Nos primeiros seis meses do ano, foram recuperados R$ 29 bilhões, cerca de R$ 2 bilhões a mais do recolhido no mesmo período em 2024. Metade do total recuperado (R$ 14,5 bilhões) via transação tributária.
Confira o total recuperado nos primeiros semestres dos últimos cinco anos:
- 2025: R$ 29 bilhões
- 2024: R$ 27,4 bilhões
- 2023: R$ 22 bilhões
- 2022: R$ 17,3 bilhões
- 2021: R$ 13,6 bilhões
A procuradora-geral da Fazenda Nacional, Anelize Almeida, reforçou que a pasta não “vive só de transação tributária”. Segundo ela, o resultado também é composto por outras fontes importantes.
A PGFN também arrecadou R$ 10 bilhões no âmbito do Programa de Transação Integral (PTI), criado no ano passado que visa a regularização de litígios tributários com grandes empresas com capacidade de pagamento por meio de acordos.
“O que estamos feito nos últimos anos é escolher nossas brigas”, disse Almeida.

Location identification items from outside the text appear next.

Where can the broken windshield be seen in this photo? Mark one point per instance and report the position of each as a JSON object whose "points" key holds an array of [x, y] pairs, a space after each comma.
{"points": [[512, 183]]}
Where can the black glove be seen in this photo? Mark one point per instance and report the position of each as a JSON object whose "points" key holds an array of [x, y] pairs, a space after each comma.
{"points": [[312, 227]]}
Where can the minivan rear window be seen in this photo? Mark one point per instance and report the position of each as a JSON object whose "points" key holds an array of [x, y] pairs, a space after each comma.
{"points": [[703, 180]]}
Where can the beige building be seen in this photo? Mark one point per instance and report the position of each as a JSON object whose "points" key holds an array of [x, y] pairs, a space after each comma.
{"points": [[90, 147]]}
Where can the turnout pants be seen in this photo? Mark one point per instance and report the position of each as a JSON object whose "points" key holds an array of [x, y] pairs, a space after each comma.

Veja os valores recuperados em transações tributárias:
- 1º semestre de 2025: R$ 14,5 bilhões
- 1º semestre de 2024: R$ 14,1 bilhões
- 1º semestre de 2023: R$ 10,4 bilhões
- 1º semestre de 2022: R$ 6,3 bilhões
- 1º semestre de 2021: R$ 2,1 bilhões
PGFN abre novos editais
A PGFN vai abrir novos editais de transação tributário no segundo semestre. Três teses serão abertas nesta sexta-feira (15/8), oficializadas em portarias publicadas no Diário Oficial da União (DOU).

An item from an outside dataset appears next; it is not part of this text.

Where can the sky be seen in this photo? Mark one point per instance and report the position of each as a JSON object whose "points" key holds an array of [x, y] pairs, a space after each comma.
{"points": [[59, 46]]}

Essas teses serão lançadas no PTI, conforme a particularidade do processo em questão e o custo de oportunidade de negociação de cada processo para ofertar o desconto aos contribuintes que aplicarem ao edital.
A procuradora-geral afirmou que o objetivo dos editais é fornecer mais segurança jurídica, previsibilidade e publicidade aos contribuintes que desejam participar da modalidade do PTI.
Cronograma dos editais no segundo semestre
— Lançamento em 15 de agosto:
- Incidência de IRPJ e CSLL sobre o ganho de capital na desmutualização da Bovespa e incidência de Pis/Cofins na venda de ações recebidas na desmutualização da Bovespa e da BM&F.
- Irretroatividade do conceito de praça previsto na Lei nº 14.395/2022, para aplicação do valor tributável mínimo (VTM) nas operações entre interdependentes, para fins de incidência do IPI.
- Instruções Normativas RFB nº 243/2002 e nº 1.312/2012 na disciplina dos critérios de apuração do preço de transferência pelo método do Preço de Revenda menos Lucro (PRL), conforme o artigo 18 da Lei nº 9.430, de 27 de novembro de 1996.
Prazo máximo de adesão: até 30 de novembro.
— Lançamento em 1º de setembro
- Incidência de contribuições previdenciárias sobre valores pagos a título de participação nos lucros e resultados da empresa.
- Incidência de Pis/Cofins não-cumulativos sobre descontos e bonificações condicionais recebidos por redes varejistas de fornecedores.
Prazo máximo de adesão: até 29 de dezembro.
— Lançamento em 30 de setembro
- Publicação de portaria para a 2ª fase do PTI-PRJ, que abrange créditos inscritos ou não em dívida ativa que sejam objeto de demanda judicial.
Apresentação de propostas: até 29 de dezembro.